Geography Quiz 5: Geopolitics' Impact on Irrigation

I remember a television special in which Charlie Brown and the rest of the Peanuts gang went to a space station.  Towards the end the group of kids are looking down on Earth and one states that borders do not exist on the physical globe and what a wonderful world it would be if the political geography matched the "real" geography.

The below Earth-snapshot disproves the children's version of the world.

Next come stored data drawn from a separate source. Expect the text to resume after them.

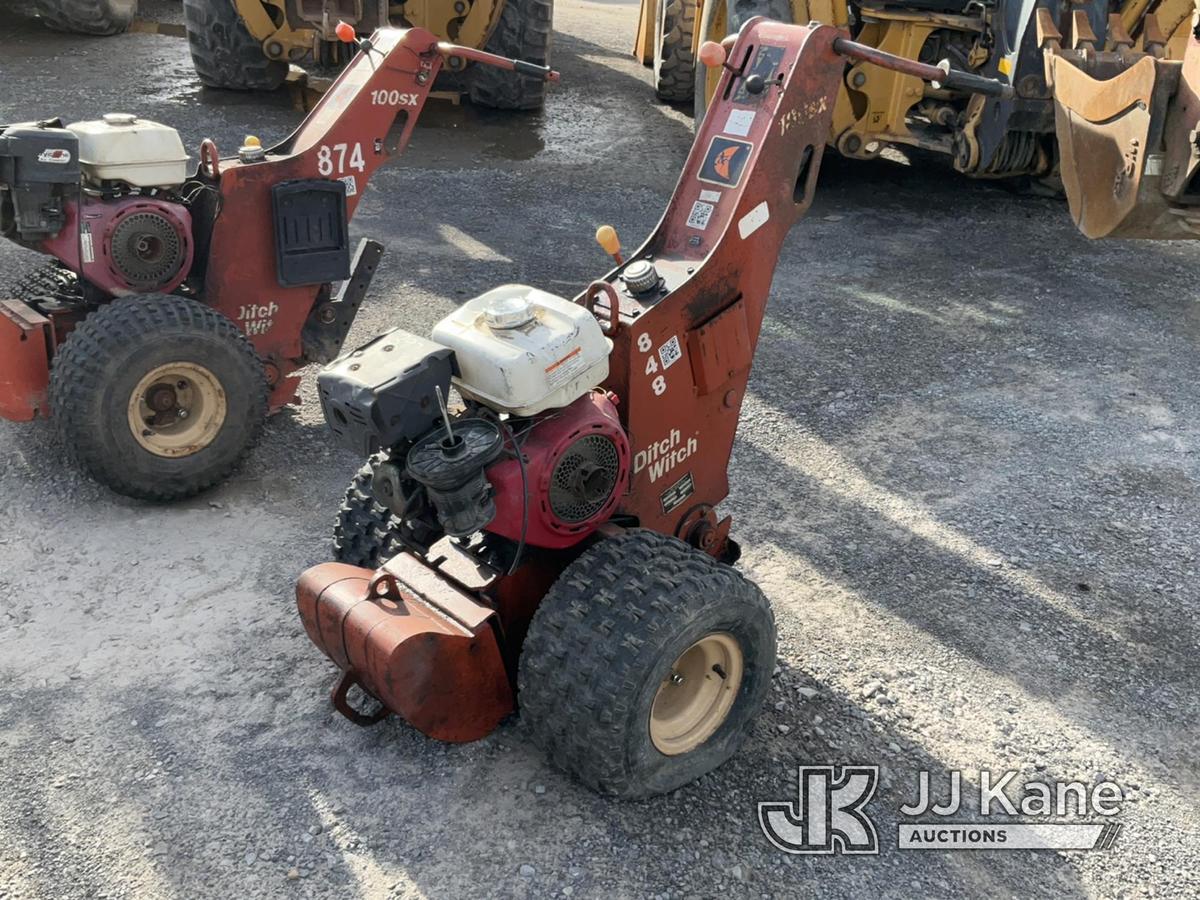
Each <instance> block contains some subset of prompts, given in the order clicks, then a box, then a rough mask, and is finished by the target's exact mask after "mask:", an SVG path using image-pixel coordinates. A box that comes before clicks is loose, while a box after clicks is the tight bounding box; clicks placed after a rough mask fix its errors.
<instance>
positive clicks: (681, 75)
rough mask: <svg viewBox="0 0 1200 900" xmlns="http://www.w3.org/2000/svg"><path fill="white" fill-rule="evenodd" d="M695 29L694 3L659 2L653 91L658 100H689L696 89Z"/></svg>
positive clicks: (673, 102) (677, 1)
mask: <svg viewBox="0 0 1200 900" xmlns="http://www.w3.org/2000/svg"><path fill="white" fill-rule="evenodd" d="M695 28H696V4H695V2H694V0H692V1H690V2H689V0H659V2H658V16H655V19H654V92H655V94H656V95H658V97H659V100H665V101H667V102H671V103H686V102H689V101H691V98H692V92H694V91H695V88H696V58H695V54H694V53H692V52H691V40H692V35H694V32H695Z"/></svg>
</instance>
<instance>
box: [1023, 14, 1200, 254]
mask: <svg viewBox="0 0 1200 900" xmlns="http://www.w3.org/2000/svg"><path fill="white" fill-rule="evenodd" d="M1039 24H1042V23H1039ZM1043 47H1044V48H1045V47H1046V43H1045V41H1044V42H1043ZM1046 76H1048V82H1049V83H1050V84H1051V86H1052V89H1054V100H1055V131H1056V132H1057V138H1058V152H1060V174H1061V178H1062V184H1063V187H1064V190H1066V192H1067V199H1068V203H1069V205H1070V215H1072V218H1074V220H1075V224H1076V226H1078V227H1079V230H1080V232H1082V233H1084V234H1085V235H1087V236H1088V238H1126V239H1150V240H1195V239H1196V238H1200V232H1198V228H1200V206H1198V205H1194V204H1196V203H1198V200H1200V197H1193V196H1192V192H1190V182H1192V176H1193V175H1194V174H1195V169H1196V146H1195V128H1196V115H1198V109H1200V104H1198V103H1196V94H1195V89H1196V86H1198V85H1200V49H1198V44H1196V41H1195V38H1192V41H1190V43H1189V46H1188V49H1187V56H1186V59H1184V61H1183V62H1182V64H1181V62H1180V61H1172V60H1164V59H1157V58H1156V56H1153V55H1150V54H1144V53H1134V52H1132V50H1129V49H1128V48H1124V49H1118V50H1093V49H1082V50H1067V52H1061V50H1058V49H1057V46H1056V42H1052V43H1051V47H1050V48H1049V49H1048V50H1046Z"/></svg>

For this quiz a) tell how it is possible for such a sharp change in agricultural lands in general terms and b) (feel free to turn on labels and zoom around) describe with details what made this change possible.

4 comments:

Twelve Mile Circle said...

Here's another stark international line if you'd like to try the quiz on a different location: http://goo.gl/maps/J6yZU

Andy Davis said...

I can only guess -- but differences in government policy and effectiveness could account for these differences. I'm at work, so I don't have time to zoom around, but I await an explanation of the larger context!

Enrico said...

Interesting snapshot. I was not aware of this difference in this part of the world.
How about adding the Haiti/Dominican Republic border as well?

Catholicgauze said...

Catholicgauze,
Thanks everyone for taking a guess. The answer for this particular case (which in turn answers the generalized first question) is that this is the border between Pakistan (left side) and India (right side). Right nearby is the Indus River. Pakistan irrigates the Indus heavily to support its agriculture but India has no access to the rive and Pakistan isn't sharing. So India's side represents the "natural" support capacity of agriculture while Pakistan's engineering shows how human innovation and expand agriculture.